There's a thing going around on Facebook that asks you to name 15 books that have stuck with you for one reason or another. You're supposed to do it fast -- no more than 15 minutes. I guess the idea is that you should share your first impressions, not something you've spent days considering.
So this morning I listed mine. Wow, what a hodge-podge. Some are things I read in college, mostly because I had to. Others are childhood favorites that helped ignite my love of reading. Then there are a few others that didn't make the list, but probably should have.
So, here are my 15+, in no particular order, with a bit of explanation thrown in so you don't think I'm nuts. What are your 15?
1. Gone With the Wind -- Margaret Mitchell
I had to read this in college for a course in popular novels. SO much better than the movie. And I never would have read it if Dr. Curry hadn't forced me to.
2. To Kill a Mockingbird -- Harper Lee
This one doesn't require any explanation.
3. The Time Traveler's Wife -- Audrey Niffenegger
I have read this book twice, and coming from me, that's high praise. The most creative love story ever.
4. The Pact -- Jodi Picoult
This is just a typical bestseller about a young man accused of murder for helping his girlfriend commit suicide. But for some reason I can't get it out of my head. It's been years since I read it, but the characters continue to stick with me.
5. The Red Tent -- Anita Diamant
A re-creation of the life of Dinah, the daughter of biblical characters Leah and Jacob. Every woman should read this.
6. The Outlander series -- Diana Gabaldon
These six books (soon to be seven) are perhaps my favorite books ever. Combine time travel, historical fiction, incredibly real characters, a large dose of humor and the hottest leading man in all of fiction and this is what you get. Book Seven, An Echo in the Bone, comes out in September. I am seriously considering taking a vacation day so that I can spend all day reading it.
7. God is Not Great -- Christopher Hitchens
I was forced to read a lot of Hitchens in grad school, so I was prepared not to like this book.

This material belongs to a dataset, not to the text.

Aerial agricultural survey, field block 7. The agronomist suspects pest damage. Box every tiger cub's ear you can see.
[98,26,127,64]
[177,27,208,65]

But if you can get past his militant anti-theist stance, it's actually a wonderful analysis of the negative effect organized religion has on the world.
8. Far From the Madding Crowd -- Thomas Hardy
This book was the first time I realized that something I was forced to read for a class could be really, REALLY good.
9. The Lion, The Witch and the Wardrobe -- C.S. Lewis
This book is good on so many levels, you can just keep reading it at different points in your life and see something new every time.
10. Where the Red Fern Grows -- Wilson Rawls
A pre-teen classic. The first time I remember being totally engrossed in a book. Makes you cry, too.
11. A Wrinkle in Time -- Madeleine L'Engle
I was fascinated by this book when I was a kid. Helped me understand what it's like to be transported to another time and place by a book.
12. The Sins of Scripture -- John Shelby Spong
The beginning of the drastic change in my spiritual and religious views over the last few years. If you've been turned off by some of the things the Bible seems to teach, or some of the things you've heard in church, this book will give you a new understanding of those topics.
13. The Prince of Tides -- Pat Conroy
There are scenes in this book that I still can't get out of my head, and not necessarily in a good way. For better or worse, it's stuck with me.
14. The Last Lecture -- Randy Pausch
A book on living written by a man who was dying. Incredibly inspirational.
15. Me Talk Pretty One Day -- David Sedaris
One of the funniest essay collections ever, and one of the few books I would recommend that you listen to rather than read. David Sedaris reads his own stuff for audio books, and hearing his words in his voice just enhances the experience.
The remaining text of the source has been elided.